Crônica de Natal
* Por
Robledo Morais
É tempo de alegria.
Por todo lado se respira festa. Sucedem-se comemorações, jantares e encontros
festivos de quem se reuniu o ano inteiro só para trabalhar. E nesses momentos
de euforia vicejam mensagens de "Feliz Natal e Próspero Ano Novo", com
promessas e juramentos de cada um suportar mais os defeitos do outro; de não se
fazerem comentários maldosos a respeito do relacionamento do diretor da empresa
com a secretária; de compreender a dor nas costas da diligente faxineira que a
impede de deixar as mesas dos funcionários tão limpas e brilhantes como roupas
lavadas com "Omo Total"; de não se fazer fofocas sobre a Carminha
porque seu namorado a abandona e volta tantas vezes quanto queira! Carminha é a
querida de todos, e de tão romântica não resiste às canções do Julio Iglesias,
ouvindo-as o dia inteiro com os olhos lacrimejantes!

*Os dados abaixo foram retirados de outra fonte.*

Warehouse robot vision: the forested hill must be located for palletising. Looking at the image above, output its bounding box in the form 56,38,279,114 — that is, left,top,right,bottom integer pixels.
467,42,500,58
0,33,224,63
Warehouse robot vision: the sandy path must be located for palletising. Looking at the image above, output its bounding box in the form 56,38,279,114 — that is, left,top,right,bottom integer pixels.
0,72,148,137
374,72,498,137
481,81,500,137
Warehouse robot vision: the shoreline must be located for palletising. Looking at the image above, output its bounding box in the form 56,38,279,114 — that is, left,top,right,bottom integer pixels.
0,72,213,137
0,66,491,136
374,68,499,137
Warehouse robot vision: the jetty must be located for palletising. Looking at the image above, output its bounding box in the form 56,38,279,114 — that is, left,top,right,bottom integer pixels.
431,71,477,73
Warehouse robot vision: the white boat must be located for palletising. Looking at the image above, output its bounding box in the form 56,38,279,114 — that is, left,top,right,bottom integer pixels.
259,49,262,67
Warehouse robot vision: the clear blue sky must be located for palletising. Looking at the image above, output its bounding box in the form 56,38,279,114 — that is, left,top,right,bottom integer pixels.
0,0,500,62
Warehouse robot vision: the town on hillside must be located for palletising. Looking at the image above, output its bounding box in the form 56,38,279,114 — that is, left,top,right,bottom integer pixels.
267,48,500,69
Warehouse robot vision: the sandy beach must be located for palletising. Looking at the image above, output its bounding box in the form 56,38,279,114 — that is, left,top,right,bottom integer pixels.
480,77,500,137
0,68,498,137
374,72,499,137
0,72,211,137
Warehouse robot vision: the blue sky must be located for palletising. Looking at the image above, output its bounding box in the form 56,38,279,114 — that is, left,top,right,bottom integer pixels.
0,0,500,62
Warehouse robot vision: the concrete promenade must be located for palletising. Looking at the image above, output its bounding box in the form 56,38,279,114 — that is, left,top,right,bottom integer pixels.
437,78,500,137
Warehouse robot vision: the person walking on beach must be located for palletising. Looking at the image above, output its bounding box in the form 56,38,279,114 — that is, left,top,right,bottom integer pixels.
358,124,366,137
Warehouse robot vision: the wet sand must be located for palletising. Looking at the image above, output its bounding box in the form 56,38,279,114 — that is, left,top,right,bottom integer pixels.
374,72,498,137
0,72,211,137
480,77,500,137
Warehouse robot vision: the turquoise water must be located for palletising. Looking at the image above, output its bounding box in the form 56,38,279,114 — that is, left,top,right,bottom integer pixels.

Enfim, são promessas,
trocas de abraços e apertos de mãos, desejando-se um restinho de terceiro
milênio mais tranquilo e menos globalizado. E até as ruas da cidade participam
do canto geral de alegria, deixando-se encher de gente. Gente que compra, gente
que namora, gente que ri, gente que chora e gente que se comove com as músicas
natalinas, na expectativa de melhores tempos! Eu me intrometo entre essa gente
falante e com minha mulher passeio pelas ruas, observando os passantes e a
decoração discreta do comércio. Um lojista me diz que apesar das poucas vendas
o contato com o povo é mais caloroso e compensa o sacrifício das horas em pé,
sem poder curtir a novela das nove ou o jogo de futebol da tevê. Minha mulher
encontra uma amiga e inicia um animado bate papo.
Eu fico sozinho na
caminhada de natal. As pessoas que vejo são parte do meu dia a dia e as
conversas são ligeiras, ditadas pela urgência das compras de última hora. Paro
no fim da rua do comércio. Prende-me a atenção um menino sentado na calçada.
Desses meninos que vestem roupas velhas e surradas; desses meninos que sabem
que é natal, mas que não vão ganhar a bicicleta sonhada; desses meninos que já
ouviram falar, mas nunca viram Papai Noel nem seus presentes! Desses meninos
que se encontram no fosso que separa as famílias ricas das mais pobres e das
que sequer possuem o que comer! O menino levantou-se e eu o segui. Depois de
alguns quarteirões, bateu na porta de uma pequena casa. Uma mulher apareceu e o
enlaçou com um abraço carinhoso, murmurando: "É tão tarde filho"! O
menino ficou em silêncio. Enfiou as mãos nos bolsos e deu-lhe umas balas:
"São para você mamãe, eu as ganhei de um velhinho que passava pela rua".
A mulher voltou a abraçar o filho e, triste por saber que seria mais um natal
sem presentes cantarolou: "Papai Noel porque será que você não pensa em
mim. Meu sapatinho já cresceu, mas não ficou tão grande assim grande
assim"! A luminosidade branca da canção invadiu o ambiente. Atordoada, a
mãe voltou-se para o filho que, adormecido, sorria! Senti ali a verdadeira
magia do natal ao ver que mãe e filho desfrutavam de uma tranquilidade ímpar
que não pode ser comprada com dinheiro ou conquistada pelo poder! A porta fechou-se
devagar e eu me afastei. Ao reencontrar minha mulher, esta se surpreendeu com a
expressão feliz do meu rosto. Foi assim essa mística cena de natal!